In the context of autologous CAR T-cell therapy, more research is needed to identify a specific signature for this type of intervention. According to Smith and van den Brink, though, the possibility is already top of mind.

“The way that we think of the microbiome is as another organ,” said van den Brink. “And just as we do organ function checks of the hearts, lungs, or kidney before we do any kind of therapy, we should also do it for the gut microbiome.”

In the case of a gut microbiome that appears damaged on one of these initial “function checks” — which would likely involve metagenomic shotgun sequencing — he said, “we hope that we will eventually get to therapies that can fix a damaged flora before a therapy starts.”

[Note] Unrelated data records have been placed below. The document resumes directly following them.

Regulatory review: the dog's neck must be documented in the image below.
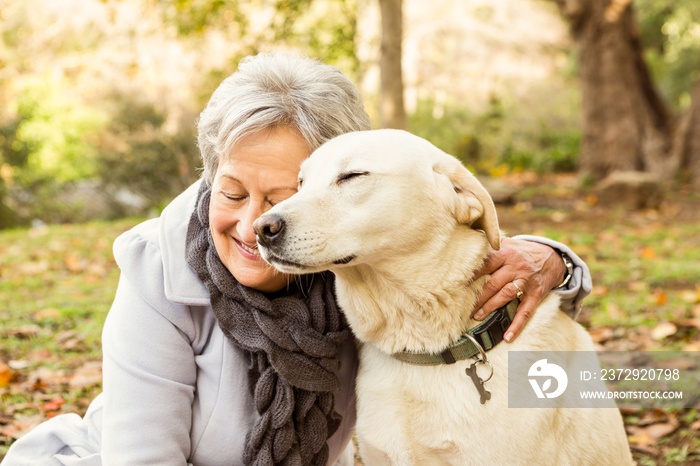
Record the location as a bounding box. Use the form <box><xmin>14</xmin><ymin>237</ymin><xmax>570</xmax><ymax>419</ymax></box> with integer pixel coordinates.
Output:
<box><xmin>334</xmin><ymin>229</ymin><xmax>490</xmax><ymax>353</ymax></box>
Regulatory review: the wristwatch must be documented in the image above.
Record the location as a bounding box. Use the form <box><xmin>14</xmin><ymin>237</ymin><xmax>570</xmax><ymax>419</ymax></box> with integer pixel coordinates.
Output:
<box><xmin>555</xmin><ymin>252</ymin><xmax>574</xmax><ymax>290</ymax></box>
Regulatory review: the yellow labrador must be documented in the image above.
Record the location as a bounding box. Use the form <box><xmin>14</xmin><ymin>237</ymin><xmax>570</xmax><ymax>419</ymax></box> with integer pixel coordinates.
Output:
<box><xmin>254</xmin><ymin>130</ymin><xmax>632</xmax><ymax>466</ymax></box>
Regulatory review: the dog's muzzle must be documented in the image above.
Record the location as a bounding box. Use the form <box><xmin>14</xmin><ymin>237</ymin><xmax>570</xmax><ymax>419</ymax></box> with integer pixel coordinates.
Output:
<box><xmin>253</xmin><ymin>214</ymin><xmax>286</xmax><ymax>248</ymax></box>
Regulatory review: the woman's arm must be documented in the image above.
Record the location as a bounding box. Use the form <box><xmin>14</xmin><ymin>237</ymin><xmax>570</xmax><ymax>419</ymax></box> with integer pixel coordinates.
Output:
<box><xmin>102</xmin><ymin>272</ymin><xmax>197</xmax><ymax>465</ymax></box>
<box><xmin>474</xmin><ymin>235</ymin><xmax>592</xmax><ymax>341</ymax></box>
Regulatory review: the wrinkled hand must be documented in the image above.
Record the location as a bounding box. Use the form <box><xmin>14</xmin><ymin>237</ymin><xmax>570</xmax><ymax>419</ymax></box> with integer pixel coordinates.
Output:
<box><xmin>473</xmin><ymin>238</ymin><xmax>566</xmax><ymax>342</ymax></box>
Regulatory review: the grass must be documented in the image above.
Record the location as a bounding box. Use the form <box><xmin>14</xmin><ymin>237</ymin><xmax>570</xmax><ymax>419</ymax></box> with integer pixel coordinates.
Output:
<box><xmin>0</xmin><ymin>179</ymin><xmax>700</xmax><ymax>466</ymax></box>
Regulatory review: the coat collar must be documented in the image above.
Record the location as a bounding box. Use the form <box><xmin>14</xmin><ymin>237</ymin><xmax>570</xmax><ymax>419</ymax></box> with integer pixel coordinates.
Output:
<box><xmin>158</xmin><ymin>180</ymin><xmax>210</xmax><ymax>306</ymax></box>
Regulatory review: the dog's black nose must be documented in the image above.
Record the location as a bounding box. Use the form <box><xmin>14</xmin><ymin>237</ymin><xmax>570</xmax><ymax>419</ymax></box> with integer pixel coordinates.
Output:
<box><xmin>253</xmin><ymin>214</ymin><xmax>284</xmax><ymax>245</ymax></box>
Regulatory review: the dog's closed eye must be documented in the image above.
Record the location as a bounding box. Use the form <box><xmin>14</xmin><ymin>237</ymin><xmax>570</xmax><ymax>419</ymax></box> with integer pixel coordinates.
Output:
<box><xmin>336</xmin><ymin>171</ymin><xmax>369</xmax><ymax>184</ymax></box>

Van den Brink’s lab is already working with a company dubbed Seres Therapeutics to evaluate whether a “cocktail” of bacteria in the form of an oral capsule could benefit patients when administered before allogeneic bone marrow transplant. “Something similar could be done for CAR T-cell therapy,” he mused, pausing to add that, while the bacteria-cocktail-in-a-capsule approach is attracting a lot of attention, we shouldn’t rule out pre- and postbiotic interventions, including the role that diet can play in improving microbiome composition.